Subsection 1.7.3 Summary

  • Question 1.7.10.

    What is a discrete-time dynamical system, and how can we represent one using functions?
    Answer.
    A discrete-time dynamical system describes a sequence of measurements made at equally spaced intervals. It is common to represent a DTDS using an updating function (a recursive function) and an initial value.
  • Question 1.7.11.

    How can we make predictions about a discrete-time dynamical system?
    Answer.
    We can make predictions about a DTDS by describing its solution function.
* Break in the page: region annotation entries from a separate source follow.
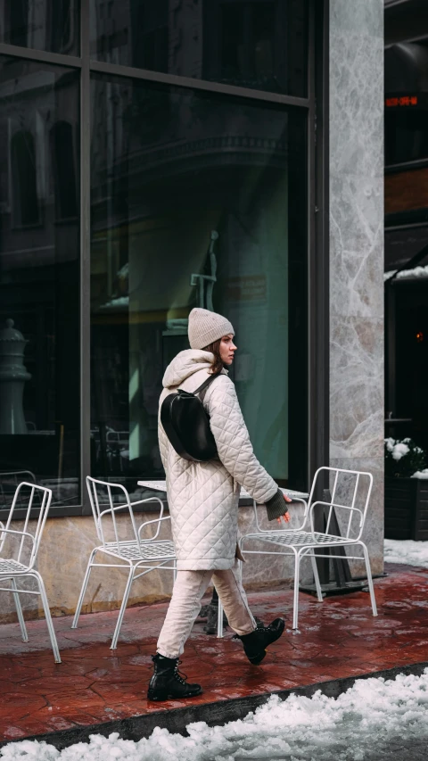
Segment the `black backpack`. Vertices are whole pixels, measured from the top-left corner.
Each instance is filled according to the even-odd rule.
[[[206,462],[217,457],[217,445],[210,427],[210,416],[196,395],[220,373],[210,376],[193,393],[178,388],[169,393],[160,407],[163,429],[180,457],[191,462]]]

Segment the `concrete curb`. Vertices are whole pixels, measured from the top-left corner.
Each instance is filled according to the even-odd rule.
[[[5,740],[0,742],[0,748],[10,742],[37,740],[45,740],[54,745],[59,750],[74,745],[76,742],[88,742],[89,735],[103,734],[108,737],[112,732],[119,732],[123,740],[138,740],[142,737],[149,737],[156,726],[164,727],[170,732],[185,735],[185,727],[193,722],[206,722],[210,726],[224,724],[236,719],[243,719],[250,711],[254,711],[268,700],[271,695],[279,695],[284,700],[289,695],[304,695],[311,698],[318,690],[328,698],[337,698],[346,692],[356,682],[369,677],[395,679],[399,674],[413,674],[420,676],[424,669],[428,668],[428,662],[414,663],[407,666],[398,666],[384,671],[372,671],[360,676],[348,676],[343,679],[333,679],[328,682],[318,682],[295,687],[292,690],[281,690],[275,692],[264,692],[260,695],[251,695],[248,698],[236,698],[231,700],[221,700],[215,703],[205,703],[201,706],[186,706],[172,710],[154,711],[139,716],[119,719],[111,722],[103,722],[90,726],[76,726],[70,729],[59,730],[47,734],[37,734],[22,737],[17,740]]]

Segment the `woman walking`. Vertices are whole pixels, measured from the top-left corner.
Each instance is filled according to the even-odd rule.
[[[210,416],[218,458],[193,462],[170,444],[159,418],[159,444],[167,476],[167,494],[177,553],[177,579],[160,632],[148,699],[167,700],[201,694],[178,672],[201,600],[212,580],[230,627],[242,641],[249,660],[259,665],[268,645],[284,632],[284,621],[257,627],[248,607],[238,570],[238,501],[241,486],[259,504],[266,504],[269,520],[290,517],[284,497],[255,457],[233,382],[226,367],[234,361],[234,328],[225,317],[203,309],[189,316],[191,348],[180,352],[165,371],[160,409],[178,386],[194,392],[210,374],[203,407]]]

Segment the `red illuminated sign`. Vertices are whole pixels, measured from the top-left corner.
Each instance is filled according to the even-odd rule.
[[[417,95],[396,95],[391,98],[386,98],[385,105],[387,108],[399,108],[415,106],[418,104]]]

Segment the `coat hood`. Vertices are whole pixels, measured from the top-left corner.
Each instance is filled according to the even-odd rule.
[[[210,352],[204,352],[202,349],[185,349],[169,364],[163,376],[162,385],[164,388],[179,385],[193,373],[210,369],[213,361],[214,355]],[[222,373],[227,374],[227,370],[223,369]]]

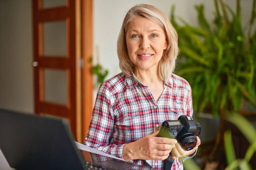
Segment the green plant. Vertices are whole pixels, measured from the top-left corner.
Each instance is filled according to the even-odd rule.
[[[256,130],[254,126],[242,116],[234,113],[229,114],[228,118],[229,121],[240,130],[250,144],[247,149],[245,158],[237,159],[231,131],[226,130],[224,133],[224,146],[228,165],[225,170],[252,170],[249,161],[251,160],[253,154],[256,152]],[[185,169],[200,169],[192,159],[186,160],[183,164]]]
[[[92,57],[90,58],[89,62],[92,63]],[[108,70],[104,70],[102,66],[98,63],[92,67],[92,72],[97,76],[97,84],[100,85],[103,83],[105,78],[109,73]]]
[[[212,23],[207,20],[203,5],[195,6],[199,27],[193,27],[175,16],[174,6],[171,22],[179,36],[180,55],[176,74],[191,86],[195,113],[210,113],[220,118],[218,136],[209,155],[218,158],[217,150],[224,144],[224,122],[230,118],[230,113],[238,114],[243,101],[250,104],[250,112],[255,112],[256,0],[253,1],[251,16],[244,28],[240,0],[236,1],[236,12],[222,0],[213,1],[215,11]],[[229,137],[230,139],[228,133],[226,141]],[[249,149],[248,153],[253,152],[254,148]],[[228,152],[227,155],[233,155],[232,151]],[[246,163],[234,157],[227,157],[227,162],[233,164],[229,168]]]
[[[249,161],[256,152],[256,130],[248,121],[238,114],[230,114],[229,120],[242,133],[250,145],[243,159],[236,159],[231,131],[226,131],[224,134],[224,144],[228,166],[225,169],[238,169],[239,167],[240,169],[252,170]]]
[[[192,89],[195,112],[210,112],[225,117],[226,111],[238,112],[242,100],[256,108],[255,0],[246,28],[241,22],[240,1],[236,12],[222,0],[214,0],[215,17],[209,23],[203,5],[196,6],[199,27],[180,18],[179,25],[172,7],[171,22],[179,35],[180,58],[177,74],[186,79]],[[220,115],[223,113],[223,115]]]

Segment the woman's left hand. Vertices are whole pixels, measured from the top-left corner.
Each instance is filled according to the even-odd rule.
[[[196,150],[197,147],[201,144],[201,141],[199,137],[197,136],[196,139],[197,139],[197,143],[196,143],[196,147],[190,151],[184,150],[180,146],[179,143],[176,144],[175,147],[174,148],[172,148],[172,151],[171,152],[172,158],[177,159],[179,158],[187,156],[195,152]]]

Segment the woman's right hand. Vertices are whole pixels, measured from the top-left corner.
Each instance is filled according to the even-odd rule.
[[[166,159],[177,140],[158,137],[158,131],[135,142],[125,144],[123,148],[123,158],[126,161],[135,159]]]

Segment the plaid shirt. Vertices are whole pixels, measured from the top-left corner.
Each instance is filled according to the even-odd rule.
[[[164,82],[164,91],[155,101],[149,88],[132,73],[120,73],[100,86],[84,144],[122,158],[126,143],[160,130],[162,123],[193,114],[191,88],[183,78],[172,74]],[[146,160],[156,169],[164,169],[164,161]],[[144,165],[142,160],[131,162]],[[183,169],[175,159],[172,169]]]

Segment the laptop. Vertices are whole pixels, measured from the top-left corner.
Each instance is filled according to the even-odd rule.
[[[152,169],[78,150],[65,118],[3,109],[0,149],[15,169]]]

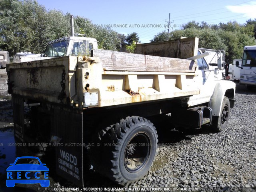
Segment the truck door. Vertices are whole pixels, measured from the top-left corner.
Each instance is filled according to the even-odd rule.
[[[197,55],[201,54],[201,52],[198,51]],[[208,66],[204,58],[200,58],[197,60],[197,67],[194,80],[196,84],[198,87],[201,87],[205,83],[207,78],[205,70],[207,68]],[[199,88],[198,87],[198,88]]]

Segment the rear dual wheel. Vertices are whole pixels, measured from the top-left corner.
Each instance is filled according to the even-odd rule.
[[[220,116],[213,116],[212,127],[216,132],[221,132],[226,128],[230,114],[230,104],[229,100],[224,96],[222,101]]]
[[[100,132],[100,161],[97,170],[123,186],[129,186],[148,173],[156,153],[158,140],[153,124],[132,116]]]

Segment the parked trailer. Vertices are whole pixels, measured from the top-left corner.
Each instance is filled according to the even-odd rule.
[[[147,118],[170,112],[177,126],[227,126],[235,84],[218,76],[221,67],[198,69],[207,54],[197,55],[198,38],[188,43],[190,59],[92,49],[90,56],[8,65],[16,138],[54,144],[57,173],[78,186],[88,148],[99,172],[124,186],[138,181],[157,147],[157,128]]]

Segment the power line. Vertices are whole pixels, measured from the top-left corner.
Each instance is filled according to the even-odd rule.
[[[246,1],[246,2],[243,2],[242,3],[239,3],[238,4],[236,4],[235,5],[233,5],[232,6],[235,6],[236,5],[240,5],[240,4],[242,4],[243,3],[247,3],[248,2],[250,2],[250,1],[254,1],[254,0],[250,0],[250,1]],[[198,14],[200,14],[201,13],[207,13],[207,12],[211,12],[212,11],[216,11],[216,10],[221,10],[222,9],[226,9],[226,8],[225,7],[224,7],[224,8],[220,8],[220,9],[214,9],[214,10],[212,10],[211,11],[204,11],[204,12],[200,12],[200,13],[197,13],[197,12],[196,13],[194,13],[194,14],[190,14],[189,15],[183,15],[182,16],[178,16],[178,17],[174,17],[172,18],[174,19],[174,18],[179,18],[180,17],[185,17],[185,16],[190,16],[191,15],[198,15]],[[186,18],[185,18],[184,19],[186,19]],[[178,20],[180,20],[180,19]]]

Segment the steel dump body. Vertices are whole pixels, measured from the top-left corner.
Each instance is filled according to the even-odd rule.
[[[9,64],[9,91],[80,108],[199,93],[191,81],[194,61],[100,50],[94,56]]]

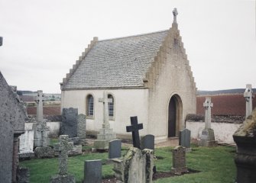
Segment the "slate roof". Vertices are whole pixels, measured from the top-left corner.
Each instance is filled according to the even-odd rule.
[[[99,40],[63,89],[143,87],[168,30]]]

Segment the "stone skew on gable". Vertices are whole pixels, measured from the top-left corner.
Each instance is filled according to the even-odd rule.
[[[78,60],[76,61],[76,63],[73,65],[72,69],[70,69],[70,72],[66,73],[66,78],[63,79],[63,82],[60,84],[60,88],[62,89],[62,87],[68,82],[69,79],[72,76],[72,75],[75,72],[76,69],[80,65],[83,59],[84,59],[87,55],[87,53],[91,50],[91,49],[96,45],[96,43],[98,42],[98,37],[94,37],[93,40],[91,40],[91,43],[88,44],[87,48],[86,48],[85,51],[82,53],[82,56],[80,56],[78,59]]]
[[[191,66],[190,66],[190,61],[187,59],[186,49],[183,47],[183,43],[182,42],[182,38],[180,35],[180,30],[178,29],[178,24],[175,18],[172,24],[172,27],[170,27],[168,30],[167,36],[162,42],[162,45],[160,47],[159,50],[154,57],[154,60],[151,63],[151,66],[148,68],[147,72],[145,74],[145,77],[143,79],[145,88],[153,88],[153,90],[154,89],[159,74],[166,64],[167,55],[171,52],[175,39],[178,41],[179,47],[181,48],[181,53],[183,55],[183,58],[185,59],[185,65],[190,77],[190,82],[193,84],[193,87],[196,89]]]

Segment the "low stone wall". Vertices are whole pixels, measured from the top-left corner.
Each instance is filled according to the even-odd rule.
[[[243,123],[243,116],[214,116],[212,119],[212,129],[215,140],[222,143],[234,143],[233,134]],[[186,119],[186,128],[191,130],[191,138],[199,140],[199,134],[205,127],[204,117],[189,114]]]

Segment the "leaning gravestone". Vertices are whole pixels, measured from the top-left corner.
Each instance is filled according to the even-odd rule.
[[[171,168],[171,172],[181,175],[186,172],[186,148],[180,146],[176,146],[173,150],[173,168]]]
[[[63,108],[62,111],[62,123],[60,131],[63,135],[70,138],[77,136],[77,108]]]
[[[153,178],[153,150],[131,147],[122,159],[113,159],[114,172],[119,183],[151,183]]]
[[[83,183],[102,183],[102,160],[86,160]]]
[[[73,175],[67,173],[68,151],[73,148],[73,143],[68,141],[69,136],[60,136],[60,143],[54,144],[54,150],[59,152],[59,174],[52,177],[51,183],[75,183]]]
[[[179,146],[186,148],[186,152],[190,152],[190,136],[191,132],[190,130],[185,128],[183,130],[180,131],[179,136]]]
[[[120,140],[110,140],[109,148],[109,159],[121,157],[122,143]]]
[[[233,135],[237,145],[237,183],[256,182],[256,109]]]
[[[154,135],[145,135],[141,137],[141,149],[154,149]]]

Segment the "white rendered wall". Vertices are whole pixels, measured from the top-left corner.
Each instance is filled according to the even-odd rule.
[[[241,124],[212,123],[212,128],[216,140],[225,143],[234,143],[233,134]],[[191,130],[191,138],[199,139],[199,134],[205,127],[204,122],[186,121],[186,128]]]
[[[106,89],[62,91],[61,109],[63,108],[78,108],[78,114],[86,114],[86,98],[92,95],[94,98],[94,117],[86,119],[86,130],[99,131],[103,121],[103,104],[99,98],[103,97],[103,91],[114,97],[114,120],[109,120],[110,127],[116,133],[126,133],[126,126],[131,125],[130,117],[138,116],[138,123],[144,129],[140,135],[147,133],[148,121],[148,89]]]

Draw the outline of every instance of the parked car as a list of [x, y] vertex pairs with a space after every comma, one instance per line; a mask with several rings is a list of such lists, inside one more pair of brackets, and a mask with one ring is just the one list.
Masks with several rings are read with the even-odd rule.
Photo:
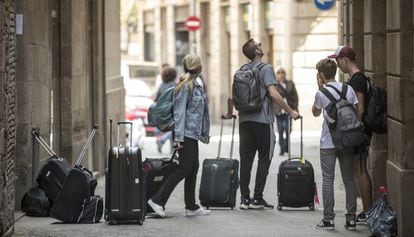
[[140, 79], [130, 79], [125, 81], [125, 119], [134, 121], [142, 119], [144, 121], [145, 133], [147, 136], [154, 136], [155, 127], [148, 125], [148, 108], [154, 100], [151, 88]]

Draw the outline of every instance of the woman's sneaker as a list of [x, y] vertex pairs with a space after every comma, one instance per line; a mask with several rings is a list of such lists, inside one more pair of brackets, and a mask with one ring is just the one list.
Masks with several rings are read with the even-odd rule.
[[367, 214], [365, 212], [361, 212], [357, 216], [356, 220], [357, 224], [366, 224], [367, 223]]
[[210, 214], [210, 210], [206, 210], [202, 207], [199, 207], [198, 209], [192, 211], [192, 210], [188, 210], [185, 209], [185, 216], [205, 216]]
[[333, 229], [335, 229], [335, 224], [334, 224], [333, 220], [331, 220], [331, 221], [321, 220], [321, 222], [319, 222], [319, 224], [316, 225], [316, 229], [333, 230]]
[[155, 213], [157, 213], [157, 215], [159, 215], [160, 217], [165, 217], [165, 212], [164, 212], [164, 208], [158, 204], [156, 204], [155, 202], [153, 202], [151, 199], [148, 200], [148, 205], [150, 205], [150, 207], [152, 208], [152, 210], [154, 210]]
[[250, 199], [242, 198], [242, 200], [240, 202], [240, 209], [247, 210], [247, 209], [249, 209], [249, 206], [250, 206]]
[[355, 220], [349, 220], [345, 222], [345, 228], [347, 230], [356, 230]]

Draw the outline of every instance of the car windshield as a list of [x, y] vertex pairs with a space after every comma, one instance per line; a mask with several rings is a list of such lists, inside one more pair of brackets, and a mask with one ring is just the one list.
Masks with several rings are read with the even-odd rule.
[[125, 81], [126, 95], [130, 97], [151, 97], [151, 88], [142, 80]]

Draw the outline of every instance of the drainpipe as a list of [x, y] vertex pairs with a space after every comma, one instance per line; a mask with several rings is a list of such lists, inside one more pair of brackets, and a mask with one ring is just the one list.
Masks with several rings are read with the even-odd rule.
[[[106, 50], [105, 50], [105, 0], [102, 0], [102, 9], [101, 9], [101, 22], [102, 22], [102, 94], [103, 94], [103, 126], [102, 126], [102, 134], [104, 137], [104, 146], [106, 147], [107, 145], [107, 140], [108, 140], [108, 136], [107, 136], [107, 98], [106, 98]], [[104, 153], [105, 154], [105, 153]], [[104, 159], [104, 168], [107, 168], [107, 162], [106, 159]], [[105, 172], [105, 171], [104, 171]]]

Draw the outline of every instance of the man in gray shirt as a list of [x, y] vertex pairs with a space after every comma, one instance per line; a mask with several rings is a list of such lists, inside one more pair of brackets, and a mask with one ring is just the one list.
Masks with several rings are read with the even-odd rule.
[[[264, 51], [261, 43], [249, 39], [243, 45], [243, 54], [250, 60], [248, 64], [241, 67], [241, 70], [252, 68], [261, 63]], [[259, 71], [261, 94], [264, 96], [263, 108], [259, 112], [239, 114], [239, 136], [240, 136], [240, 209], [273, 209], [273, 205], [268, 204], [263, 199], [263, 190], [269, 173], [272, 161], [275, 134], [273, 130], [274, 112], [272, 103], [278, 104], [287, 111], [293, 118], [300, 115], [287, 105], [282, 96], [277, 92], [275, 85], [275, 72], [272, 65], [267, 64]], [[233, 113], [233, 103], [229, 99], [228, 112], [226, 118], [231, 118]], [[250, 198], [249, 183], [251, 170], [256, 155], [259, 153], [259, 162], [256, 172], [256, 182], [253, 198]]]

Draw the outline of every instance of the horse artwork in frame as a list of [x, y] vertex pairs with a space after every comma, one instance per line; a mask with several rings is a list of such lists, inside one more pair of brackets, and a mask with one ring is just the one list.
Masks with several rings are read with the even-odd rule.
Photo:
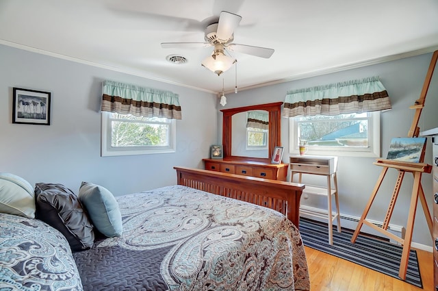
[[49, 92], [14, 88], [12, 123], [50, 125]]

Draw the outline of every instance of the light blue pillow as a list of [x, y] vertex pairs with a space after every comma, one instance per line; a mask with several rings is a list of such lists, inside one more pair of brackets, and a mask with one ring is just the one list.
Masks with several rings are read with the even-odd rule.
[[82, 182], [78, 197], [97, 230], [107, 237], [122, 235], [122, 214], [111, 192], [101, 186]]
[[31, 184], [10, 173], [0, 173], [0, 212], [35, 218], [35, 194]]

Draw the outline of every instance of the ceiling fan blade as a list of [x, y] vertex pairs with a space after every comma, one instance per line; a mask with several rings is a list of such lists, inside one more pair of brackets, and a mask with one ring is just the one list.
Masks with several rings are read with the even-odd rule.
[[162, 47], [163, 49], [172, 49], [174, 47], [192, 49], [211, 46], [211, 45], [208, 42], [162, 42]]
[[271, 55], [272, 55], [272, 53], [274, 53], [274, 49], [253, 47], [251, 45], [239, 45], [237, 43], [232, 43], [228, 45], [227, 48], [231, 51], [255, 55], [256, 57], [264, 58], [266, 59], [270, 58]]
[[233, 13], [222, 11], [219, 16], [219, 23], [218, 23], [218, 31], [216, 36], [221, 41], [226, 42], [229, 40], [234, 29], [239, 25], [242, 16]]

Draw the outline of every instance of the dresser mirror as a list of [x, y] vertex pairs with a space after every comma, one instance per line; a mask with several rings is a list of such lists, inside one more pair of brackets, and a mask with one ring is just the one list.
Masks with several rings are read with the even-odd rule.
[[248, 110], [231, 117], [231, 155], [268, 158], [269, 112]]
[[[270, 162], [275, 147], [281, 145], [281, 121], [283, 102], [245, 106], [220, 110], [223, 114], [222, 144], [224, 158]], [[268, 116], [266, 134], [266, 145], [260, 149], [246, 149], [246, 125], [252, 114]], [[250, 114], [249, 114], [250, 113]], [[255, 118], [262, 119], [262, 118]], [[257, 121], [256, 121], [257, 122]], [[264, 149], [263, 149], [264, 147]]]

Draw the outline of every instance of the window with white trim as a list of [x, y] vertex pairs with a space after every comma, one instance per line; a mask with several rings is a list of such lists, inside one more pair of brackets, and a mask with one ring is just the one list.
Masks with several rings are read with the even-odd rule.
[[175, 119], [102, 112], [101, 155], [174, 153]]
[[380, 112], [289, 118], [289, 151], [308, 155], [380, 157]]

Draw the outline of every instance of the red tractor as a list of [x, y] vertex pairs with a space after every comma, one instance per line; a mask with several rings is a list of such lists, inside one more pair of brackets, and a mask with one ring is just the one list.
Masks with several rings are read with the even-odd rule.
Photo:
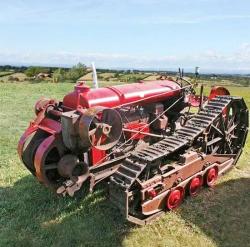
[[248, 132], [241, 97], [216, 87], [204, 100], [182, 78], [97, 89], [78, 83], [62, 102], [39, 100], [35, 113], [18, 144], [27, 169], [62, 195], [106, 179], [111, 202], [137, 224], [214, 186]]

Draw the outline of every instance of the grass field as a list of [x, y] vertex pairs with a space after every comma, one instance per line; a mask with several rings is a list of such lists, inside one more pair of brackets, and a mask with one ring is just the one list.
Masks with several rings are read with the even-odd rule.
[[[16, 152], [40, 96], [73, 84], [0, 84], [0, 246], [250, 246], [250, 139], [237, 167], [175, 212], [137, 227], [110, 206], [105, 185], [85, 198], [61, 198], [40, 185]], [[230, 87], [245, 97], [250, 88]]]

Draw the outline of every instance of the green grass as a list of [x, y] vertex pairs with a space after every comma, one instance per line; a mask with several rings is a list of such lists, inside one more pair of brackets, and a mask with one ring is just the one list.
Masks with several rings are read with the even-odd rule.
[[[62, 97], [69, 83], [0, 84], [0, 246], [250, 246], [250, 140], [217, 187], [187, 198], [145, 227], [122, 220], [104, 184], [85, 198], [54, 195], [24, 168], [18, 139], [41, 96]], [[245, 97], [250, 88], [230, 87]]]

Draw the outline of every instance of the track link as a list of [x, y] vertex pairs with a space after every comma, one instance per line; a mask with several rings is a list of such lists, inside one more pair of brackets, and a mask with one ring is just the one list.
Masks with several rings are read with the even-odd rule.
[[172, 136], [166, 137], [142, 150], [132, 152], [122, 162], [110, 179], [110, 199], [126, 215], [127, 219], [131, 216], [129, 215], [128, 195], [132, 193], [133, 185], [139, 180], [145, 169], [181, 148], [185, 149], [192, 146], [193, 141], [206, 131], [234, 99], [240, 98], [231, 96], [215, 97]]

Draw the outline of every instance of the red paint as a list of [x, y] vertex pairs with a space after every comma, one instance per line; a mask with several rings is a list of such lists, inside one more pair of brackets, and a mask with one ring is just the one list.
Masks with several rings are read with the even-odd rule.
[[207, 186], [213, 187], [215, 185], [217, 178], [218, 178], [218, 170], [216, 169], [216, 167], [210, 168], [206, 174]]
[[230, 93], [224, 87], [221, 87], [221, 86], [212, 87], [210, 94], [208, 96], [208, 99], [211, 100], [215, 98], [217, 95], [230, 95]]
[[63, 105], [76, 109], [93, 106], [117, 107], [143, 99], [143, 104], [164, 101], [168, 97], [178, 96], [180, 86], [173, 81], [149, 81], [112, 87], [90, 89], [84, 83], [75, 86], [75, 90], [63, 99]]
[[99, 150], [97, 148], [91, 148], [91, 164], [97, 165], [100, 161], [104, 162], [104, 158], [106, 156], [105, 150]]
[[189, 194], [190, 196], [196, 196], [202, 187], [203, 181], [201, 176], [197, 176], [190, 181]]
[[[124, 126], [124, 128], [149, 133], [149, 125], [147, 123], [144, 123], [144, 122], [127, 123]], [[144, 138], [146, 135], [141, 134], [141, 133], [125, 132], [125, 136], [126, 136], [127, 139], [140, 140], [140, 139]]]
[[167, 197], [166, 206], [169, 210], [173, 210], [180, 206], [184, 199], [184, 189], [182, 187], [175, 188]]
[[150, 190], [148, 190], [148, 196], [149, 196], [150, 198], [156, 197], [156, 196], [157, 196], [156, 190], [155, 190], [155, 189], [150, 189]]

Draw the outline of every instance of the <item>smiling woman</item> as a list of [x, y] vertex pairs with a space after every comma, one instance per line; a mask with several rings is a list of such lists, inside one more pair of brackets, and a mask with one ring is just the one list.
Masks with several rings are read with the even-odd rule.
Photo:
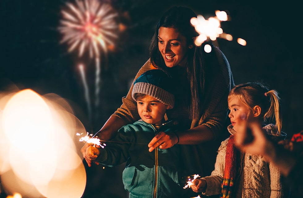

We can do this by creating a table of several values, plotting several points on a graph, and in some cases, finding the equation of the solution function explicitly.

Exercises 1.7.4 Exercises

1.

Let \(f(x)\) be an updating function rule.
  1. If \(f(x)\) is invertible, what does \(f^{-1}(x)\) represent in the context of the DTDS? Illustrate your answer using the updating function \(h_{t+1} = h_t + 1.5\text{.}\)
  2. What does \((f \circ f)(x)\) represent in the context of the DTDS? Illustrate your answer using the updating function \(h_{t+1} = h_t + 1.5\text{.}\)

2.

Determine the solution function associated with each updating function below. Use an initial value of \(b_0 = 5\) for each.
  1. Graph of a line with slope one and y-intercept 1.
  2. Graph of a line with slope three fourths and y-intercept 0.

3.

A patient starts with a concentration of medicine in her bloodstream equal to \(10\) milligrams per liter. Each day, the patient decomposes \(60 \%\) of the medication in her bloodstream. However, the doctor gives her enough medication daily to increase the concentration in her bloodstream by \(3\) milligram per liter.
  1. What is the updating function and initial condition describing this DTDS? Graph the updating function, labeling axes appropriately.
  2. Create a table similar to that of Table 1.7.3 using the updating function to find the concentration of medication on day \(7\text{.}\) Then graph the values of the solution function labeling axes appropriately.
  3. Find the equation of the solution function for this DTDS explicitly.